Amidst regulatory change, the firms best positioned for the years ahead will be those that modernise their operating models, strengthen governance, and build systems capable of responding as quickly as risks emerge. Rather than treating regulatory developments as isolated changes, the paper provides a coherent view of how the landscape is evolving and what it will take to operate effectively within it. Its purpose is to support leaders in shaping financial crime strategies that keep pace with accelerating regulatory expectations, technological disruption, and increasingly sophisticated criminal activity.
Conclusion
As 2026 begins, the international regulatory landscape is undergoing one of its most significant periods of change in over a decade. Global pressures, including the rapid adoption of AI in both criminal activity and supervisory practices, escalating fraud schemes such as the 4,465 fake FCA scam reports filed in early 2025, and large-scale enforcement actions like MAS’s issuance of S$27.45 million in penalties across nine FIs, have pushed financial crime risk management to a critical inflection point. Geopolitical volatility, from instability in Ukraine and the Middle East to increasingly complex sanctions frameworks, has further broadened the threat landscape. Europol’s 2025 SOCTA underscored how organised crime networks are exploiting these dynamics, blending traditional techniques with digital-first methodologies to evade detection across borders.
Global regulatory frameworks are highlighting the central role of outcome-based, evidence-led supervision, where firms must demonstrate not only that controls exist but that they operate effectively, consistently, and at pace. In many jurisdictions, transparency is a central theme, with identity verification, beneficial ownership reforms, sanctions reporting expansion, and tax-related obligations embedding traceability into the core of the financial system. Sanctions regimes have become more assertive, more complex, and more geopolitical, with circumvention now a supervisory priority in its own right. Fraud, ML cyber-enabled crime, and sanctions evasion are increasingly interconnected, requiring integrated risk frameworks rather than siloed responses.
Technology sits at the centre of this evolution. The mainstreaming of AI, the acceleration of instant payments, and the mainstream regulation of digital assets are reshaping both the risk landscape and the expectations placed on firms. As a result, firms are expected to transform their own data, governance, and model-risk capabilities to keep pace. Outsourcing and reliance on sector-critical vendors now carry heightened scrutiny, reinforcing that accountability remains with firms regardless of external partnerships.

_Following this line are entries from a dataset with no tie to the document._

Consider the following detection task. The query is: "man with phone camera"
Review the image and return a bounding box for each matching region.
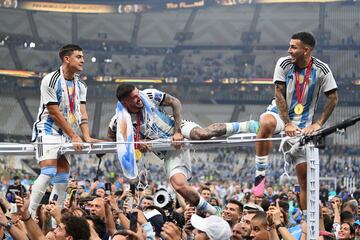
[6,176,26,203]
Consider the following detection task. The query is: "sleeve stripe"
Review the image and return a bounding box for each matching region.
[314,58,330,75]
[78,79,87,87]
[280,58,291,69]
[281,62,292,70]
[49,69,60,88]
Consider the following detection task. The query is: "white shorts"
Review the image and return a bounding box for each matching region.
[260,111,306,165]
[164,149,191,180]
[180,120,200,139]
[35,135,69,162]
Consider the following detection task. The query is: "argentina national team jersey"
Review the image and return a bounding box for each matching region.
[32,68,87,141]
[267,56,337,128]
[109,89,175,140]
[136,89,175,139]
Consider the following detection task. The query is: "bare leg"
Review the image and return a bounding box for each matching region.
[190,123,226,140]
[253,114,276,197]
[255,114,276,156]
[190,120,259,140]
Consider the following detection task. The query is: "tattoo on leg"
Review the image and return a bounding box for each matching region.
[190,123,226,140]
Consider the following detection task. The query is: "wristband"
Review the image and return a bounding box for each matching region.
[275,223,284,231]
[21,214,31,222]
[285,122,292,127]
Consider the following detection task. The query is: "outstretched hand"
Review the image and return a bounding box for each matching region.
[302,122,321,136]
[172,132,184,149]
[15,193,30,218]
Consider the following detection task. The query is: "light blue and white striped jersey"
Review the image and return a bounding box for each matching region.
[267,56,337,128]
[32,67,87,141]
[109,89,175,140]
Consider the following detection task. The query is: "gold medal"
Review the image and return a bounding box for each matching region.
[135,149,142,161]
[69,113,76,124]
[294,103,304,115]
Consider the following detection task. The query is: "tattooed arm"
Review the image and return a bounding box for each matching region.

These shifts demand a fundamental recalibration of operating models. Compliance functions must evolve from static, policy-driven frameworks to dynamic, data-driven, operationally resilient systems capable of detecting sophisticated threats in real time. Firms that continue to treat regulatory reform as a series of incremental adjustments will find themselves increasingly exposed to supervisory challenge, operational strain, and enforcement risk. These developments offer opportunities for a more coherent, harmonised, and intelligence-led approach to financial crime prevention at firm-level.
The organisations best prepared for 2026 and beyond will be those that build and maintain financial crime frameworks that are demonstrably robust, technologically adaptive, and strategically aligned to a regulatory environment defined by complexity, convergence, and speed.